Da ist der Vorsatz, die eigene, durch den Zweiten Weltkrieg zersprengte Familie zumindest literarisch wieder zusammenzusetzen; einhergehend mit einem Abtragen von Schuld, von individueller, weil Kempowski lange glaubte, auch für den Gefängnisaufenthalt seiner Mutter verantwortlich zu sein, von kollektiver, weil sein geliebtes Bürgertum mit den Nazis aufs heftigste kollaboriert hatte.
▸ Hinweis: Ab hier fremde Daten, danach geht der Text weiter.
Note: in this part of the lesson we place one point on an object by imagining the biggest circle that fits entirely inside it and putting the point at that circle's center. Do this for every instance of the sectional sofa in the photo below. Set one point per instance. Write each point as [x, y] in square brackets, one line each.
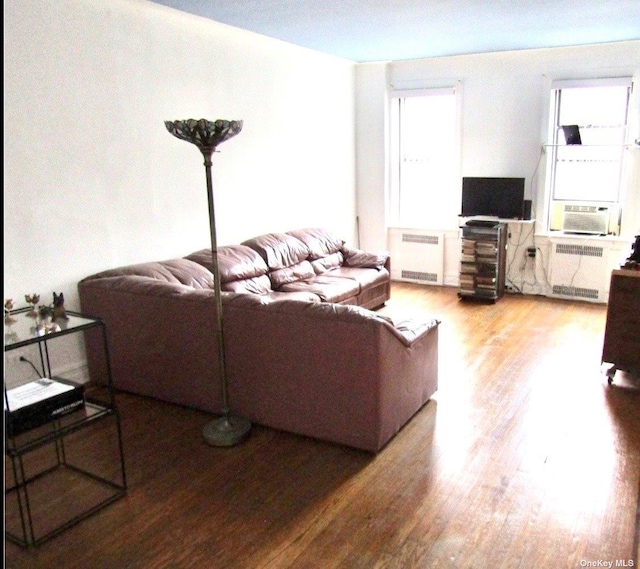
[304, 352]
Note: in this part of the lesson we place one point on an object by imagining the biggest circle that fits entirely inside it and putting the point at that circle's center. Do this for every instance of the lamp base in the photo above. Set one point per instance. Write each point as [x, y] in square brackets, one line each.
[226, 431]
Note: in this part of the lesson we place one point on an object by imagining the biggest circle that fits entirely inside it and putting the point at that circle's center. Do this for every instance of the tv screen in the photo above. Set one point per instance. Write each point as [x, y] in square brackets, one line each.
[493, 197]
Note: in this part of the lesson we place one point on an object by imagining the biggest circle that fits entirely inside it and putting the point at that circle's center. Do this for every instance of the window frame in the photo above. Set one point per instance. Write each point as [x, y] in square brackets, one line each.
[557, 143]
[394, 187]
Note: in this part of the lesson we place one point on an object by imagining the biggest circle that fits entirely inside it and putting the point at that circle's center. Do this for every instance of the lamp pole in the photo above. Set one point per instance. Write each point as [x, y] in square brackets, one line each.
[226, 430]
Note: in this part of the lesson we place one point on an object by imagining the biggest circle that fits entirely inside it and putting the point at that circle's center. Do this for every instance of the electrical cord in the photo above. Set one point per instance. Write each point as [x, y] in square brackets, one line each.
[23, 359]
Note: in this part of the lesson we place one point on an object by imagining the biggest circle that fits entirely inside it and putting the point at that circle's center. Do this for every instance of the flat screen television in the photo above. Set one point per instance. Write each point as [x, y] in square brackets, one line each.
[493, 197]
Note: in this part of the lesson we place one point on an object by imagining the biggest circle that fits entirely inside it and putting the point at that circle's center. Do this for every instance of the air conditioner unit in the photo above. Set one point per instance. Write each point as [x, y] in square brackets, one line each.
[588, 219]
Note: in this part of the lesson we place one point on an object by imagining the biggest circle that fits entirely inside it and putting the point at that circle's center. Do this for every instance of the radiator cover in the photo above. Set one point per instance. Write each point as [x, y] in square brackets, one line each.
[417, 255]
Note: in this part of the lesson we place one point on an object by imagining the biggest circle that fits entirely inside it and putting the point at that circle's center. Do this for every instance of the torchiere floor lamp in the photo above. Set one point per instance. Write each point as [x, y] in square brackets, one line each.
[227, 430]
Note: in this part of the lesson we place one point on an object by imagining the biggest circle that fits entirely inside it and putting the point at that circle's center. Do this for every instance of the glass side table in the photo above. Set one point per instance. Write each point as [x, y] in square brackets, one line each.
[69, 464]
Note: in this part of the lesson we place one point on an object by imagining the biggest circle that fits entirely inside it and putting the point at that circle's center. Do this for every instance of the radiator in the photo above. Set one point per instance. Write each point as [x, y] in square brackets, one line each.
[417, 255]
[579, 271]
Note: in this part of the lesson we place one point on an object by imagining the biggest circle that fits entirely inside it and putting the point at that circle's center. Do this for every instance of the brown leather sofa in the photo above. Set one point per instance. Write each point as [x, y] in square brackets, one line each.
[300, 357]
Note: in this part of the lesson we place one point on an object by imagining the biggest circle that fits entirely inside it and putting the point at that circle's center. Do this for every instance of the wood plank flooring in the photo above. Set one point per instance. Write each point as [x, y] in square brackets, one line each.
[525, 458]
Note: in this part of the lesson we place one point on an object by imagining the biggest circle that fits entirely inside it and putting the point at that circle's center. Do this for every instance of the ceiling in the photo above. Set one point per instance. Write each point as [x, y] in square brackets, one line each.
[383, 30]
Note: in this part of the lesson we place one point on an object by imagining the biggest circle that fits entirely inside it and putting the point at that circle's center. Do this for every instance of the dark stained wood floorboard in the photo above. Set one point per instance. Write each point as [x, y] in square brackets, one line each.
[525, 458]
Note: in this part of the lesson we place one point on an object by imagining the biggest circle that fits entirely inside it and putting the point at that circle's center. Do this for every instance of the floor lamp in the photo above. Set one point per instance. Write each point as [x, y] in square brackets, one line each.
[227, 430]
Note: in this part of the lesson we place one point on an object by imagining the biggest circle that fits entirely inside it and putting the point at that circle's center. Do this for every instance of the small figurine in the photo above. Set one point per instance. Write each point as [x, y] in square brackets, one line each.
[8, 307]
[59, 311]
[32, 299]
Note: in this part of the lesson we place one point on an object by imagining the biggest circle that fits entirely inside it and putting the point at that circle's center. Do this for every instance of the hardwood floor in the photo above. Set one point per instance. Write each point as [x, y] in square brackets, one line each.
[524, 458]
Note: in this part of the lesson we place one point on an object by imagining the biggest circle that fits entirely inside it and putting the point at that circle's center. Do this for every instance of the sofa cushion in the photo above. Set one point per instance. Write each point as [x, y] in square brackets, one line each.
[319, 241]
[177, 271]
[331, 261]
[365, 277]
[364, 259]
[296, 272]
[235, 262]
[278, 250]
[328, 288]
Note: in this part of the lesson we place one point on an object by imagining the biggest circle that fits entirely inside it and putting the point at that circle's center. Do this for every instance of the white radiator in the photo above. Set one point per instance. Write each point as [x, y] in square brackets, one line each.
[579, 271]
[417, 255]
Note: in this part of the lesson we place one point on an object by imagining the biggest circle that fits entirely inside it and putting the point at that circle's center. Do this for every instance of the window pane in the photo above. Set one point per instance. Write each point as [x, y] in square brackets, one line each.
[594, 106]
[591, 171]
[426, 160]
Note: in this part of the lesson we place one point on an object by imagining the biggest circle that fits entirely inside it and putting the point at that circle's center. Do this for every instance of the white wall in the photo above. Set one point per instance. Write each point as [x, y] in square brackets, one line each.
[505, 107]
[93, 179]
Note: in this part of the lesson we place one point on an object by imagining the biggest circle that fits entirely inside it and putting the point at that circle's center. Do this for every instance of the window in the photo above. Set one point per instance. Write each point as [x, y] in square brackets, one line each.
[585, 176]
[424, 185]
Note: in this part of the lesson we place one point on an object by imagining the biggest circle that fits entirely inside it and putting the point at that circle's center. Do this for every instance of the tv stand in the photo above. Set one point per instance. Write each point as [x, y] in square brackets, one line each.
[483, 261]
[482, 223]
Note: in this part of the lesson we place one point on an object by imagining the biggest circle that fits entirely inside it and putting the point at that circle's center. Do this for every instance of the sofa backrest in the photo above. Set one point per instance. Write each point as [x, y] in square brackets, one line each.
[241, 268]
[176, 271]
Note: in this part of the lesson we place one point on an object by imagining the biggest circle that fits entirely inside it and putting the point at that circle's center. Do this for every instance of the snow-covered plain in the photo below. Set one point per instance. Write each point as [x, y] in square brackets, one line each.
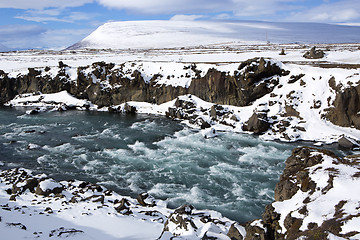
[310, 96]
[159, 52]
[80, 210]
[170, 34]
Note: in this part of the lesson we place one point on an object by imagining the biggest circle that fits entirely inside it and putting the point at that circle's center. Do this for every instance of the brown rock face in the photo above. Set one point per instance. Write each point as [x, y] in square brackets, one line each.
[346, 108]
[257, 124]
[297, 177]
[255, 78]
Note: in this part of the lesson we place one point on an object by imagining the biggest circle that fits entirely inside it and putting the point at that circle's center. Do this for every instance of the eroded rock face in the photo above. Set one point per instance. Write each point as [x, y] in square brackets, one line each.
[106, 85]
[314, 199]
[257, 124]
[346, 108]
[254, 79]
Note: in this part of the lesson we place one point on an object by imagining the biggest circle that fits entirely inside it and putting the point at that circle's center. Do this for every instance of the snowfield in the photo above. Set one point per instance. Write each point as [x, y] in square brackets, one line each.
[41, 208]
[173, 34]
[310, 95]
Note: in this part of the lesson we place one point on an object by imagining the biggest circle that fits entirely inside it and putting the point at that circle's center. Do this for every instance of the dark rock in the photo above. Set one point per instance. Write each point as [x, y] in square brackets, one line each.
[254, 232]
[347, 143]
[234, 233]
[257, 124]
[346, 108]
[124, 207]
[141, 199]
[29, 131]
[295, 78]
[31, 184]
[129, 109]
[47, 192]
[64, 232]
[18, 225]
[314, 54]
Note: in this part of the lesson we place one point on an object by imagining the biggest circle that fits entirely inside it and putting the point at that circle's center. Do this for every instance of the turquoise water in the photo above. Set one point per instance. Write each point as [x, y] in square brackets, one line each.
[234, 174]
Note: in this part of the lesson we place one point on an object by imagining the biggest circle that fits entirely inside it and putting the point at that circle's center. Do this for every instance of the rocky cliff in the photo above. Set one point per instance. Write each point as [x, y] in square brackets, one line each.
[315, 198]
[262, 96]
[105, 85]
Und da ist Kempowskis stetiges Ringen um Anerkennung, die er zwar mit „Im Block“ und beim Publikum mit den ersten Romanen in den späten Sechziger- und frühen Siebzigerjahren auch bekommen hatte. Die aber später mehr und mehr von Zurückweisungen seitens der Literaturkritik überlagert wurde, der auf politische Korrektheit achtenden zumal, die Kempowski immer als konservativ und reaktionär angesehen hatte, als einen, der die Nazizeit verharmlose. Spätestens mit dem „Echolot“ aber, diesem großen deutschen Geschichtsbuch, hat sich das Klima Kempowski gegenüber gewandelt, gilt er als Vorreiter der inzwischen fast inflationär erscheinenden deutschen Erinnerungsromane und subjektiven Geschichtsbücher von Tanja Dückers bis Wibke Bruhns. Da erstaunt es Kempowski höchstens noch, dass sich Günter Grass mit seinem „Gustloff“-Roman als „kühner Tabubrecher“ feiern lässt, wo er selbst sich doch seit Jahrzehnten nicht nur mit dem Ausmaß der deutschen Schuld, sondern auch mit Flucht und Vertreibung beschäftigt.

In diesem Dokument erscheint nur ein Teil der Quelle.